Louis Bonaparte (born September 2, 1778, Ajaccio, Corsica—died July 25, 1846, Livorno, Italy) was a French soldier and Napoleon I’s third surviving brother. As king of Holland (1806–10), he guarded the welfare of his subjects. His unwillingness to join the Continental System brought him into conflict with the emperor.
After attending military school at Châlons, France, Louis accompanied Napoleon on the Italian campaign of 1796–97 and acted as his aide-de-camp in Egypt in 1798–99. In 1802 Napoleon as first consul married him to Joséphine’s daughter Hortense de Beauharnais; the forced union led to deplorable results springing from Louis’s violent jealousy of his wife and his growing resentment toward Napoleon for not allowing the couple to divorce. (Their youngest child, Charles-Louis-Napoléon Bonaparte, survived to become Napoleon III.) In 1804 Louis was raised to the rank of general and the following year became governor of Paris.
Napoleon proclaimed Louis king of Holland on July 5, 1806. From the first, the emperor reproached him for being too easy on his subjects. By 1809 Napoleon was considering annexing Holland in order to arrest the trade the Dutch secretly conducted with England. In 1810, failing to negotiate successfully with either England or Louis, the emperor dispatched French troops against the Dutch capital.

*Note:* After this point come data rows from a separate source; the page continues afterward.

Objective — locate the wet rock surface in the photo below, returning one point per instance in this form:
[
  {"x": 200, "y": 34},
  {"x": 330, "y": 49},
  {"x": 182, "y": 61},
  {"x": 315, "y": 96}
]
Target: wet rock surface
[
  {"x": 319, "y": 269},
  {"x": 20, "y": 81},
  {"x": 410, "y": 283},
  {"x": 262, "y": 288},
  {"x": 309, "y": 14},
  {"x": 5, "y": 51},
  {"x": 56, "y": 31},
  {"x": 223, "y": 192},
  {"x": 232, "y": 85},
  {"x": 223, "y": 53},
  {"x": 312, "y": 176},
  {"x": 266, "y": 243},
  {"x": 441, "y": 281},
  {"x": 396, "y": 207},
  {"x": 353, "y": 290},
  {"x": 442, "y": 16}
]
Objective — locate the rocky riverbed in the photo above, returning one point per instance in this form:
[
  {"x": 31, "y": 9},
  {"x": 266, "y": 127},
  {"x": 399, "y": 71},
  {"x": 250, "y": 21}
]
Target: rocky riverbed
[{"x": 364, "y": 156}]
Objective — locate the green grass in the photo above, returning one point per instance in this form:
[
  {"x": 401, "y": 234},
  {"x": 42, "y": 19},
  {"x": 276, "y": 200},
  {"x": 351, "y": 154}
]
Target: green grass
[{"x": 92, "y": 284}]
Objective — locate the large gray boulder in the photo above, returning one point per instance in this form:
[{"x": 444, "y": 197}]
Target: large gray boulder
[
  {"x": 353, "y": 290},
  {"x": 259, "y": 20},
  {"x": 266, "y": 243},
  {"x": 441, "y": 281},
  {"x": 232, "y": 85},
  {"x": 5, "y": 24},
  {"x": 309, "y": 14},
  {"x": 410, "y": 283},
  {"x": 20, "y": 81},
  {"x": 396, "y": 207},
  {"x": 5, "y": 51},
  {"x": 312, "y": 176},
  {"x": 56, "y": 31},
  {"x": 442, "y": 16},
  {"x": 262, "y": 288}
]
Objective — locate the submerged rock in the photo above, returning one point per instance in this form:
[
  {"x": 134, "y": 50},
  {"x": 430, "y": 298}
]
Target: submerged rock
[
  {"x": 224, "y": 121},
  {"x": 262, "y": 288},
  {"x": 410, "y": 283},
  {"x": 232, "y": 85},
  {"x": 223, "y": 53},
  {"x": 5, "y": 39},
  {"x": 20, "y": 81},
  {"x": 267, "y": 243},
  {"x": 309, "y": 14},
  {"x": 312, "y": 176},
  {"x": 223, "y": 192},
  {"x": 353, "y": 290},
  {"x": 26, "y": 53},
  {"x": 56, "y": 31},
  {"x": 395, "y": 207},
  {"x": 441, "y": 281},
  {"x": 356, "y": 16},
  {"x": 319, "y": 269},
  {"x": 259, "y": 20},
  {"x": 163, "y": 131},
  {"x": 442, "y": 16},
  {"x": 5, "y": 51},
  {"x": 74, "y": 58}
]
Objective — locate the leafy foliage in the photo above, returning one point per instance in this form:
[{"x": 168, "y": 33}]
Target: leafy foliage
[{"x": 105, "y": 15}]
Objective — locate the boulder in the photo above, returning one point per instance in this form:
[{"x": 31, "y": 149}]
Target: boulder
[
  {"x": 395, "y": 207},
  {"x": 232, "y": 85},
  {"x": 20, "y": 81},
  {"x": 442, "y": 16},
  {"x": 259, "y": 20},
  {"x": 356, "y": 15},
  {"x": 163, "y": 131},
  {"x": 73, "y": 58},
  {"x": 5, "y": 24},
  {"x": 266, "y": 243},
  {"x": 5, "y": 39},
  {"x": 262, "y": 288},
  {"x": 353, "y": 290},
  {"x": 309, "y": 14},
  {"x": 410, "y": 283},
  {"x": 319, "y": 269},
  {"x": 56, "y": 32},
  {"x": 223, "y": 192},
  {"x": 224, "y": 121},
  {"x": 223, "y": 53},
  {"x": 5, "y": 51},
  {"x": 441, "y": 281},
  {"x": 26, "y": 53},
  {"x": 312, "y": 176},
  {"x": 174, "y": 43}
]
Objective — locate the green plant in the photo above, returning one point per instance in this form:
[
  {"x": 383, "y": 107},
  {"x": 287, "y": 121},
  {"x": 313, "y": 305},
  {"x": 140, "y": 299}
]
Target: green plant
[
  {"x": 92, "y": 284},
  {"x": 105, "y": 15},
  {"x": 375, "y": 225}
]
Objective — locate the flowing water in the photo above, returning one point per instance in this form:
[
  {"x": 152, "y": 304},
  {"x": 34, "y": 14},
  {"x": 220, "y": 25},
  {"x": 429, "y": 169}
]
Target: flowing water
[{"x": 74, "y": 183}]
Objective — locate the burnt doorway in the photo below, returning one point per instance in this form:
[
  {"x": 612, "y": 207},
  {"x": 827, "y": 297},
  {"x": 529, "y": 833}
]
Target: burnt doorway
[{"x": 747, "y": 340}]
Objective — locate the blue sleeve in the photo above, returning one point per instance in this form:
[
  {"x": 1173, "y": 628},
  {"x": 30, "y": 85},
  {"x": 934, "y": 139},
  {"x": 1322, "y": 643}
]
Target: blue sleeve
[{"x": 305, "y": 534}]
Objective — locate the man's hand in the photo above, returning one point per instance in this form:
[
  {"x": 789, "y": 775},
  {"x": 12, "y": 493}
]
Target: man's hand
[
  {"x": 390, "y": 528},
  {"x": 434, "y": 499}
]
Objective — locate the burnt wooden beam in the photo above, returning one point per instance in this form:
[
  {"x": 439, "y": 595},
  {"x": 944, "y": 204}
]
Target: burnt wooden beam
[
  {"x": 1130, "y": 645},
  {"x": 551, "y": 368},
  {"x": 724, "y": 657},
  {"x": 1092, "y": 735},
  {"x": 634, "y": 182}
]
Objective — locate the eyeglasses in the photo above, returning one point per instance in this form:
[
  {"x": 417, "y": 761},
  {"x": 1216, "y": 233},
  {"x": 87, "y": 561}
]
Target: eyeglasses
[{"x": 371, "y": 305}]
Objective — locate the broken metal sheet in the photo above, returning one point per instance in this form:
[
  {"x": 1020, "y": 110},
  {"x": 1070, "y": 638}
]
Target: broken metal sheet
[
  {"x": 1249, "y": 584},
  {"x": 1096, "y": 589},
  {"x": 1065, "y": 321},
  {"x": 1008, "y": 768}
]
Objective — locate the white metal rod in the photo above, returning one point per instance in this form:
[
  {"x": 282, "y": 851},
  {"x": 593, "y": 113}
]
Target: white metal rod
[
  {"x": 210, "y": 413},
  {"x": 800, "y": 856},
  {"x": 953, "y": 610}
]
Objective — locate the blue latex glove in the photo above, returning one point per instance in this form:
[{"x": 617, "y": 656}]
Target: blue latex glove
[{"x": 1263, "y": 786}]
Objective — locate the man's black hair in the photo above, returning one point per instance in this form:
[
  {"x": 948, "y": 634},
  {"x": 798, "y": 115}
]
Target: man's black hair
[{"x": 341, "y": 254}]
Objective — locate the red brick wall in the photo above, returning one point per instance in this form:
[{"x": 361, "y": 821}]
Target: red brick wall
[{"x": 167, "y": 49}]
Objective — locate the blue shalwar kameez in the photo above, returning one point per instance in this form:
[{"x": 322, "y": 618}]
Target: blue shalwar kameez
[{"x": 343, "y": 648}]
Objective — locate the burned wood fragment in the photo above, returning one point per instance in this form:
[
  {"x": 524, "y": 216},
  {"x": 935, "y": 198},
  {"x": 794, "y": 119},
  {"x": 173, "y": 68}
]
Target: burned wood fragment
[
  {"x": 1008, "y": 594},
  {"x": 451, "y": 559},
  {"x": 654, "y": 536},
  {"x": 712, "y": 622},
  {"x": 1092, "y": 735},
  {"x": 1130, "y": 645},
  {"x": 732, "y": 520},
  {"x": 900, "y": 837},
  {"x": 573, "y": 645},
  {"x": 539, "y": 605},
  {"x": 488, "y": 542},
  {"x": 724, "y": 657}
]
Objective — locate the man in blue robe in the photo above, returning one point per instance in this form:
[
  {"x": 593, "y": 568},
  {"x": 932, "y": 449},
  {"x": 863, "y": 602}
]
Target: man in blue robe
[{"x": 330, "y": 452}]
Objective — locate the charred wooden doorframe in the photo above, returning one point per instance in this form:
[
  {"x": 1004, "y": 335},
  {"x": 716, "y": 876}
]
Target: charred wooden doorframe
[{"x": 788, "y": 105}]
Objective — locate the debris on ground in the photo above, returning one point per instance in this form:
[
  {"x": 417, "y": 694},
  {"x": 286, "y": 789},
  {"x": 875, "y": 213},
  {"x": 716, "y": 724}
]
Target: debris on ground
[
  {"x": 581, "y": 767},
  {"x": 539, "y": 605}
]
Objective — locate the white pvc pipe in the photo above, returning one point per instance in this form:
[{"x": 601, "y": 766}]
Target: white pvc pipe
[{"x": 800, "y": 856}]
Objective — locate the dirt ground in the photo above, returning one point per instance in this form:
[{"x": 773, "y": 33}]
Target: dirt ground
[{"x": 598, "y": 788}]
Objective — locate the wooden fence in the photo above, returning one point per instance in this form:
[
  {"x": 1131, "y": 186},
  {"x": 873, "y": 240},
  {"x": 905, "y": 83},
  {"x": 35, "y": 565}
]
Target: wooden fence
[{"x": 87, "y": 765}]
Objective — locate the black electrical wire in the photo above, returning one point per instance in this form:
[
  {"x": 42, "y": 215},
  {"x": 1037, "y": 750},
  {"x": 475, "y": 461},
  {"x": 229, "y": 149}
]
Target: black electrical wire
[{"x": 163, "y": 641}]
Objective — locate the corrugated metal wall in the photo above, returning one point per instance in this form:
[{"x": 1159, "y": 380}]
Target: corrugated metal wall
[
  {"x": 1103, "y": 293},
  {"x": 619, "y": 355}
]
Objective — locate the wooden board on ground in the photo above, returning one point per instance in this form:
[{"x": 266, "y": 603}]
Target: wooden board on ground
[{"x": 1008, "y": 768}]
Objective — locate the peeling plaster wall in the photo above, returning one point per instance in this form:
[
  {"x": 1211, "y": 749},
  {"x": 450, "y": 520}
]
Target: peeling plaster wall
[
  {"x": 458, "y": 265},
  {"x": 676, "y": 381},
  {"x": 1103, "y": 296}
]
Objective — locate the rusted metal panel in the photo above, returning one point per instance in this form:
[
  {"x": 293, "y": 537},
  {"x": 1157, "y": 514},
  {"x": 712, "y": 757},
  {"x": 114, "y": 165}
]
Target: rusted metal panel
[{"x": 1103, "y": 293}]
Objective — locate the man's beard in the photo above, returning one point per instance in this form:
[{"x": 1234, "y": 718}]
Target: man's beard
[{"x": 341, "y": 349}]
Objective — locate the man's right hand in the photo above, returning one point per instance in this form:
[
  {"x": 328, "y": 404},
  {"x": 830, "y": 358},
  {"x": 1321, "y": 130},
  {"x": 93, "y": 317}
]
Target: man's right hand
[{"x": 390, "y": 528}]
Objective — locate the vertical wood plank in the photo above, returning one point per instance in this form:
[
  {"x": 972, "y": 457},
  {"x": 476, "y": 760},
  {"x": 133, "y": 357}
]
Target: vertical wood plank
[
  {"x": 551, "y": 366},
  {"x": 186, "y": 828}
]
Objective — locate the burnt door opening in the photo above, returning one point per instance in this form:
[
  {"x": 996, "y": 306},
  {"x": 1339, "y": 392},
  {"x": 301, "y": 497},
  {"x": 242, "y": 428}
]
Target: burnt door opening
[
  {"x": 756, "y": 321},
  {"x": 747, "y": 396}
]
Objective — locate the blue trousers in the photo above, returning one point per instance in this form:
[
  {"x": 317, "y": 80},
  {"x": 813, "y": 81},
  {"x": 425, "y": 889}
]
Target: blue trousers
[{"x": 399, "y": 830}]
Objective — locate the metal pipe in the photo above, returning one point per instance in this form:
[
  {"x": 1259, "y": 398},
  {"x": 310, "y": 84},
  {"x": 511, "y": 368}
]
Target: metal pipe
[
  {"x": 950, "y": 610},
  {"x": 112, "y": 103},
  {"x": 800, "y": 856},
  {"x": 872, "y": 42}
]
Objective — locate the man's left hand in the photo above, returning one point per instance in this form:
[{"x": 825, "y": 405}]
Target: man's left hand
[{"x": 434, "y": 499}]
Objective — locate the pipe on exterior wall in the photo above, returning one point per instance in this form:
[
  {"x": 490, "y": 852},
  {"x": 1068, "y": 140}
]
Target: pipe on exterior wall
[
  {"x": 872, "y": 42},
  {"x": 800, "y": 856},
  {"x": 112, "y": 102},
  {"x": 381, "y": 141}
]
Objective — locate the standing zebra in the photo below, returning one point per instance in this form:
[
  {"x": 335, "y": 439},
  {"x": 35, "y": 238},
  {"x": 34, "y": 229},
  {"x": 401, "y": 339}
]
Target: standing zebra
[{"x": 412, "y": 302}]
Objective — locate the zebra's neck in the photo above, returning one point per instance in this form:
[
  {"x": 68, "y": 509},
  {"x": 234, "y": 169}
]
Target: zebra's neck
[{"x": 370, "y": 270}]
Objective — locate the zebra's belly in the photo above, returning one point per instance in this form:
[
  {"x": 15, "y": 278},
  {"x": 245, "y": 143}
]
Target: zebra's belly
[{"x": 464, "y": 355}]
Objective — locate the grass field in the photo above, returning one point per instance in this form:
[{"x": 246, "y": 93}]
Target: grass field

Louis abdicated and fled his kingdom, which on July 9 Napoleon annexed to France.
Styling himself the comte de Saint-Leu, Louis lived for some time in Bohemia, Austria, and Switzerland. He spent his later life in Italy, largely occupied with literary pursuits. He wrote Documents historiques et réflexions sur le gouvernement de la Hollande, 3 vol. (1820; Historical Documents and Reflections on the Government of Holland, 1820), and two partial works, Marie, ou les peines de l’amour, 2 vol. (1812; Maria; or, the Hollanders, 1815), and Le Retour (1846; “The Return”).